Cloudflare and Arbor Networks warned yesterday that the Memcached open source memory caching protocol can be abused to amplify distributed denial-of-service attacks. The vulnerability-Cloudflare calls it "Memcrashed"-affects Memcached servers where UDP (User Datagram Protocol) is enabled. Arbor Networks thinks the exploit will soon be available in commodity booter services. Cloudfare urges everyone to disenable UDP if they can possibly do so. Enterprises should use this opportunity to buck up their general resilience to DDoS.
Duo Security has found a new class of vulnerability affecting single-sign-on systems that use the SAML (Security Assertion Markup Language). Exploitation could enable users with authenticated access to induce the system to authenticate them as different users without needing to know the victims' passwords.
According to MalwareHunterTeam, Thanatos ransomware makes it effectively impossible to recover files. Thanatos's masters generate a unique encryption key for each file, but save none of them, which means victims pay ransom in vain. Researchers regard this as a botched process rather than an intentionally added layer of nastiness. Some believe there may be effective, if time-consuming, ways of brute-forcing decryption.

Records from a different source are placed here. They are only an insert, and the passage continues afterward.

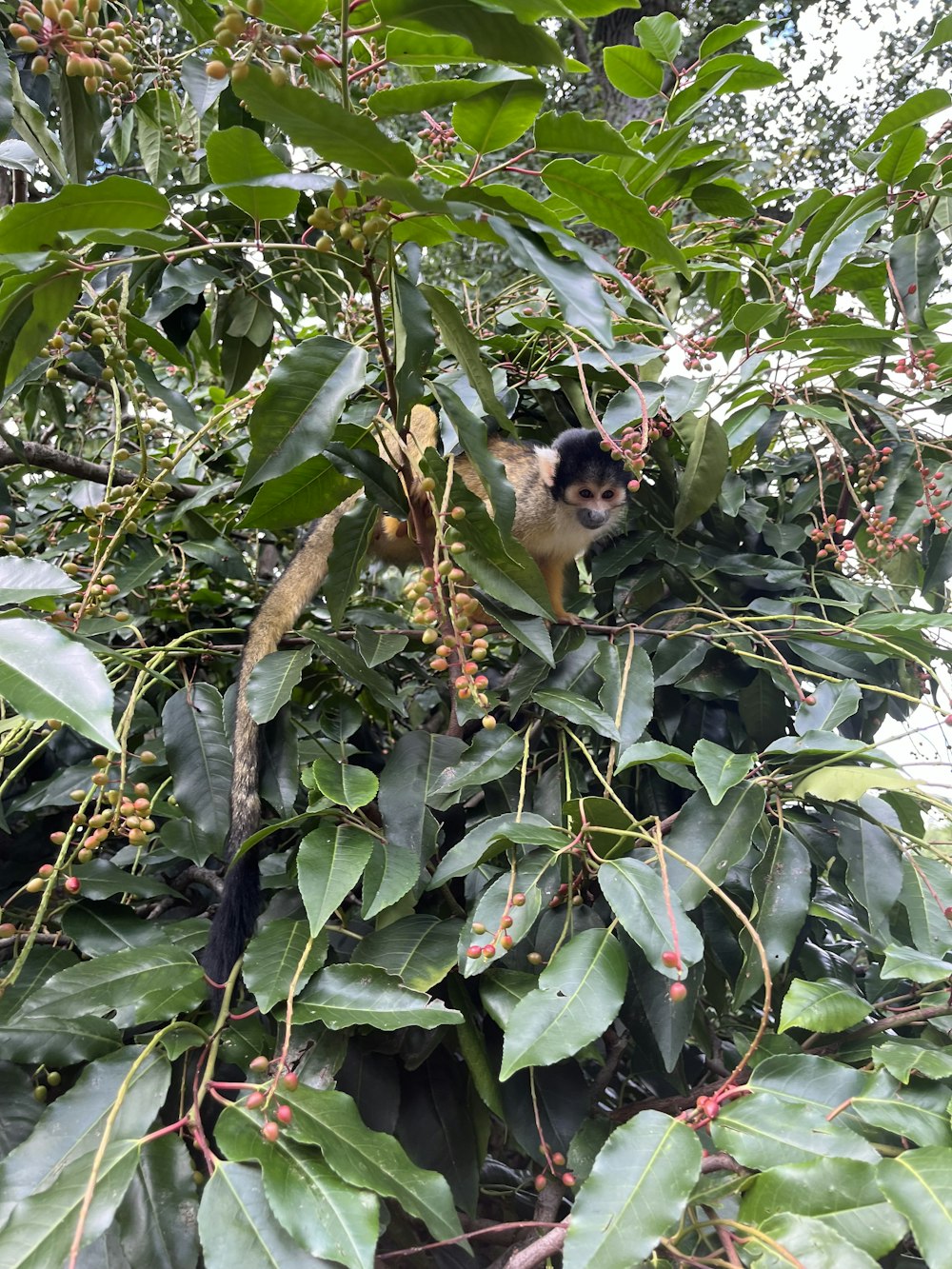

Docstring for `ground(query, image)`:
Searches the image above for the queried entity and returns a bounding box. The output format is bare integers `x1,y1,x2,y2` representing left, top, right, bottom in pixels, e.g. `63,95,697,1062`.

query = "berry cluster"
913,461,952,530
896,347,940,388
305,179,389,252
611,419,671,494
416,110,458,163
9,0,136,109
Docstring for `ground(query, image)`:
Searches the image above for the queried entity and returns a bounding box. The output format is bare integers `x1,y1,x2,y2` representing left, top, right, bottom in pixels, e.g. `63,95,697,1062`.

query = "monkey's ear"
536,446,559,488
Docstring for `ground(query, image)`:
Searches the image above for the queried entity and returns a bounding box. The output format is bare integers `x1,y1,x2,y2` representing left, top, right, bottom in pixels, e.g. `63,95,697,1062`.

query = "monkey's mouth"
576,506,608,529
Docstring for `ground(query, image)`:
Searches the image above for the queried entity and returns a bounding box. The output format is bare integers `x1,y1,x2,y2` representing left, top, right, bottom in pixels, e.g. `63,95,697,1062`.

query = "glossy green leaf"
23,946,207,1026
862,88,952,149
690,740,757,805
0,556,79,605
0,1140,140,1269
542,158,689,273
374,0,564,66
877,1146,952,1265
635,12,684,62
163,683,231,853
234,66,414,176
294,964,464,1030
297,823,373,935
564,1110,701,1269
499,929,628,1080
245,648,312,724
0,176,169,255
0,1041,171,1228
777,979,869,1036
241,916,327,1014
534,110,632,155
674,416,730,533
602,45,664,99
241,335,367,491
0,617,121,750
198,1160,325,1269
350,912,464,991
598,859,704,979
206,129,298,225
453,77,545,153
214,1105,380,1269
740,1159,906,1260
890,228,942,327
279,1085,462,1239
711,1091,879,1170
665,784,764,911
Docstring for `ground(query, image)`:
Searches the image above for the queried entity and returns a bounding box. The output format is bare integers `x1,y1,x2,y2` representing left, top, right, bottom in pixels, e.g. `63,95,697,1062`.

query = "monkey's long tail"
203,494,361,1006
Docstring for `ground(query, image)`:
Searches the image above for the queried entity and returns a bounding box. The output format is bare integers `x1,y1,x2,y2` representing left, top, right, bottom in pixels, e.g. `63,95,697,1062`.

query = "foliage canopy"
0,0,952,1269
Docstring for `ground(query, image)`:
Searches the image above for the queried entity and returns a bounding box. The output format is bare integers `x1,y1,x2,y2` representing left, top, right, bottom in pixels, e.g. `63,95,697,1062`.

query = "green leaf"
0,1140,140,1269
890,228,942,327
311,755,378,811
427,811,567,889
214,1105,380,1269
731,300,787,335
698,18,766,61
453,77,545,153
420,285,511,430
198,1160,327,1269
690,740,757,805
350,914,464,991
279,1085,462,1239
861,88,952,149
711,1090,879,1170
532,687,620,741
245,648,313,724
374,0,564,66
602,45,664,98
0,1041,171,1228
739,1159,906,1259
241,916,327,1014
0,556,79,605
0,176,169,255
234,66,415,176
542,158,690,273
294,964,464,1032
913,14,952,57
488,216,614,347
595,635,655,750
674,416,730,534
564,1110,701,1269
297,823,373,937
0,617,122,750
665,783,764,911
163,683,232,853
239,334,367,492
598,859,704,979
635,12,684,62
793,679,862,736
534,110,632,155
499,929,628,1080
877,1146,952,1265
22,945,206,1026
206,129,298,225
777,979,869,1036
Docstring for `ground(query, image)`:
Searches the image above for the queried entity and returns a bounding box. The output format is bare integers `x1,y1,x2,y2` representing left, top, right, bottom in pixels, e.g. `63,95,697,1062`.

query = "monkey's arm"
203,494,359,998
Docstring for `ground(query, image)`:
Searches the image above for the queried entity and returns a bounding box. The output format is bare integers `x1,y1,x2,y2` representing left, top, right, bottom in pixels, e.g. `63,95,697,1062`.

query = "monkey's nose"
579,506,608,529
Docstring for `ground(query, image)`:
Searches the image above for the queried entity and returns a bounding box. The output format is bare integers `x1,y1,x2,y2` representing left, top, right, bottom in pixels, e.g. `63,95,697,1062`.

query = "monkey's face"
563,481,625,530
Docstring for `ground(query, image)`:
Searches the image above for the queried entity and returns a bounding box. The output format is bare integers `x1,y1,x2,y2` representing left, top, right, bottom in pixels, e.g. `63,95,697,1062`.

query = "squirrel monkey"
205,406,625,983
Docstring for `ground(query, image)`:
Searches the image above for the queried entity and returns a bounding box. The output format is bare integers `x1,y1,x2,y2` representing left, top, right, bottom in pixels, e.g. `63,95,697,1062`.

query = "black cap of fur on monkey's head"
549,427,627,499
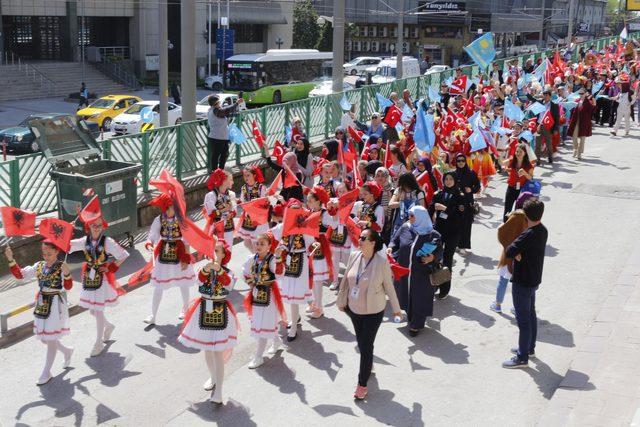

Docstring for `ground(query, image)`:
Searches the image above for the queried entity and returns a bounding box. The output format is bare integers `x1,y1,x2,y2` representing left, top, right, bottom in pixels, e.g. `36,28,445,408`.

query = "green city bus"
223,49,333,106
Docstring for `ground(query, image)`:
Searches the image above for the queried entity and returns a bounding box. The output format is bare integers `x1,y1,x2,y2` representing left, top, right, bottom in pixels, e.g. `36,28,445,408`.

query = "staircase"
0,61,129,101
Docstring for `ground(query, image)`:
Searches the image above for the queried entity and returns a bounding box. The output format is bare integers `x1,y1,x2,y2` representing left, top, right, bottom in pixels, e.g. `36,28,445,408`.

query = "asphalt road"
0,128,640,426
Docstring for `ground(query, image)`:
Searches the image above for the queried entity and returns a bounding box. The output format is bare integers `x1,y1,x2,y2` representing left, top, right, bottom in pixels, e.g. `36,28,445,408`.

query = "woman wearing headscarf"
429,172,465,300
389,206,442,336
455,153,480,254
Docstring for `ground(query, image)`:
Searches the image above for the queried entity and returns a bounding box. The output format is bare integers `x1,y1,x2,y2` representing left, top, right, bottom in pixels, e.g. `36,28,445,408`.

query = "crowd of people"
6,36,639,403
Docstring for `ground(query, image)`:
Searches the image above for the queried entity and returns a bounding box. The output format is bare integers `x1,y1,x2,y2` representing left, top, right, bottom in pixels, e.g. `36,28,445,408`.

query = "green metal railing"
0,33,640,214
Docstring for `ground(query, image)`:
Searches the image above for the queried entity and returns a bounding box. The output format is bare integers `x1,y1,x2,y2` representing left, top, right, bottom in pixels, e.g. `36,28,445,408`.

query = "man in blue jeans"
502,199,548,369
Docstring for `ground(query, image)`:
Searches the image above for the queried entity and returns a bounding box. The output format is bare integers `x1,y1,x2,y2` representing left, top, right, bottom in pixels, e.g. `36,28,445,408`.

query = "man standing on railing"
78,82,89,110
207,95,244,170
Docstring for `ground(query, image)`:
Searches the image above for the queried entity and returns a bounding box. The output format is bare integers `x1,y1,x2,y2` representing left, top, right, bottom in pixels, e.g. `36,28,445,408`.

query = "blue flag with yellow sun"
464,33,496,70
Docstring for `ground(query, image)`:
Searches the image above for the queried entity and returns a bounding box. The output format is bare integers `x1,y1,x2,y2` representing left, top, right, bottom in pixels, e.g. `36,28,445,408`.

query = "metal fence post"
9,159,20,208
142,132,150,193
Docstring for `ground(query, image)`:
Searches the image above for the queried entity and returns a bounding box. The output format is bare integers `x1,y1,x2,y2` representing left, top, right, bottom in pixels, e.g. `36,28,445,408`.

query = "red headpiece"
149,193,173,213
311,185,329,205
207,168,227,190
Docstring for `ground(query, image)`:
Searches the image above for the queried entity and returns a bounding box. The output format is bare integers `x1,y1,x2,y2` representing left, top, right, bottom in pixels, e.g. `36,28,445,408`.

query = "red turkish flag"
267,171,282,196
387,254,411,281
345,217,362,248
0,206,36,237
271,141,286,166
39,218,73,252
449,76,467,95
180,218,217,259
240,197,271,225
542,110,556,130
282,207,322,237
252,120,264,148
382,105,402,127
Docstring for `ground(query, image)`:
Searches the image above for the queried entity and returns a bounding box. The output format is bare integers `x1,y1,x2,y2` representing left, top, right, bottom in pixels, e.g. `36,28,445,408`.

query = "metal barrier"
0,33,640,214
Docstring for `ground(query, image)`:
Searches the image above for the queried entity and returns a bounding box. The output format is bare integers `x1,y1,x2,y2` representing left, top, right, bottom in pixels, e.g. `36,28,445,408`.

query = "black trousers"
207,138,229,171
346,306,384,387
502,186,520,222
438,232,460,297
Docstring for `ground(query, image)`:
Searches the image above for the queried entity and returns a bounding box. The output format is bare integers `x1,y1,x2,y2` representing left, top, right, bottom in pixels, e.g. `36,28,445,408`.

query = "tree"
291,0,320,49
316,21,333,52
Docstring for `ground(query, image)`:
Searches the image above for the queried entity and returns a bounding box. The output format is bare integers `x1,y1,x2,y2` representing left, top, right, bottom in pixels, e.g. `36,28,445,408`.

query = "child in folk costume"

The Senate asks what NSA and Cyber Command are doing about Russian election interference. Admiral Rogers's answer, in brief, is that his organizations lack the authorities to do much (that he can openly discuss, that is).
One reason for attacking under a false flag, even when the deception is fairly obvious? To induce doubt about future attributions, which is probably part of the point in Moscow's recent Olympic hacking maskirovka.